Pour certains ce mode de développement ne serait qu’une phase préalable nécessaire à la construction du socialisme… qui viendrait donc «après». Est-ce vraiment crédible ?.. On perçoit, cependant, aujourd’hui, des signes de changement (qui ont un tout autre sens) : recherche de la maîtrise de processus de productions de haute technologie, répression de la contre-façon, besoin du droit, besoin de formation, volonté de plus grande justice sociale, début d’augmentation des salaires…Le stade atteint par le développement économique, le besoin d’un Etat efficace, les contraintes inhérentes à un rôle international et à l’impératif écologique, la nécessité de répondre à des attentes sociales plus fortes…tout cela indique probablement la fin d’une Chine zone atelier de montage pour l’exportation, de techniques importées et de travail peu qualifié, pour une Chine dans une nouvelle phase de sa croissance capitaliste et de sa constitution comme puissance majeure.    

Il y a bien un débat politico-intellectuel, intérieur au régime, sur la nature de la réforme, mais il reste pour l’essentiel circonscrit à des cercles restreints et ne semble pas en mesure d’infléchir sérieusement le développement actuel, en tous les cas pour le moment.

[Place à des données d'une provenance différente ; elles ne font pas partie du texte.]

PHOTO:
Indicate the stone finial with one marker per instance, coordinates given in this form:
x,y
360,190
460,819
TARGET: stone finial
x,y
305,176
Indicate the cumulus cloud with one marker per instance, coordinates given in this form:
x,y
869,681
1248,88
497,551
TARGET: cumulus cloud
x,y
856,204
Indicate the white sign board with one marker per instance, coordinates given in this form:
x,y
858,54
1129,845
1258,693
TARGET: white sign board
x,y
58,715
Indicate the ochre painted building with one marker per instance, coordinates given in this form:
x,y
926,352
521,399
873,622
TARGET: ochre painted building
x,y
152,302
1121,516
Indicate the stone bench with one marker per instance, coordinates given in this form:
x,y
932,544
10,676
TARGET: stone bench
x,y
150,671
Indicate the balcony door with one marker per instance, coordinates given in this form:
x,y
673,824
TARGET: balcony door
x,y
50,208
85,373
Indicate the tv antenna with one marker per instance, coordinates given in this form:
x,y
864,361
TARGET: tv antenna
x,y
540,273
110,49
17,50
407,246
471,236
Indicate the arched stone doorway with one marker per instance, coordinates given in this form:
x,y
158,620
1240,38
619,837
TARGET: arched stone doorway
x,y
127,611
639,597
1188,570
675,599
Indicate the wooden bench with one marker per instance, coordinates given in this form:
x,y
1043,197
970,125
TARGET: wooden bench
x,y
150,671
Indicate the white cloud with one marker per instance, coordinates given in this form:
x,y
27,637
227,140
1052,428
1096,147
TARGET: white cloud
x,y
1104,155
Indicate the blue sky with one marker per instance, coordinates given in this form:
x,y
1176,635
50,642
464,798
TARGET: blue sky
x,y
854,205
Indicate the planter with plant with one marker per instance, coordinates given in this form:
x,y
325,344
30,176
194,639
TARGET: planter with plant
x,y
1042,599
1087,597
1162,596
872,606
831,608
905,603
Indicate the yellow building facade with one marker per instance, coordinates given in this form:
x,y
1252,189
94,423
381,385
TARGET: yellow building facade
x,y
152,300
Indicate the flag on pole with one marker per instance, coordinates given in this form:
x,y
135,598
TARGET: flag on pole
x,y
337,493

La divergence entre le PCC et le PCF porte ainsi sur la conception de la réponse à la mondialisation capitaliste. Elle vient aussi de visions contradictoires sur ce que signifie être porteur d’un dessein révolutionnaire et être un parti communiste aujourd’hui. Voilà des questions fondamentales qui doivent faire l’objet d’un débat ouvert et sans tabou entre les deux partis.

 

La question «ce qu’il faut faire avec la Chine» a une réponse à la fois évidente et simple : il faut dialoguer, coopérer, se comprendre…ou accepter qu’on ne puisse pas le faire lorsque les divergences l’emportent. Cette question a cependant une sorte de légitimité particulière car la relation avec la Chine est en permanence diabolisée et idéologisée dans le débat médiatique. Parce qu’il s’agit d’un pouvoir exercé par un parti communiste ; parce qu’il s’agit d’une puissance rivale des plus grandes d’aujourd’hui… La Chine n’est pas le seul pays à ne pas être un Etat de droit, mais il est un des rares à faire l’objet d’une «sollicitude» critique et dénonciatrice aussi appuyée. Il est donc nécessaire, en quelque sorte, de banaliser -au sens rendre normal- le rapport avec la Chine, l’établissement de partenariats dans tous les domaines nécessaires et d’échanges politiques et culturels, y compris sur les questions touchant aux enjeux de la démocratie. Comme on doit le faire concernant d’autres pays. Il est donc nécessaire de politiser la question de la relation avec la Chine pour la sortir du «droitdel’hommisme» simpliste, sans en rabattre sur les libertés et sur l’exigence démocratique, et pour la faire porter sur les défis du monde d’aujourd’hui et de notre époque.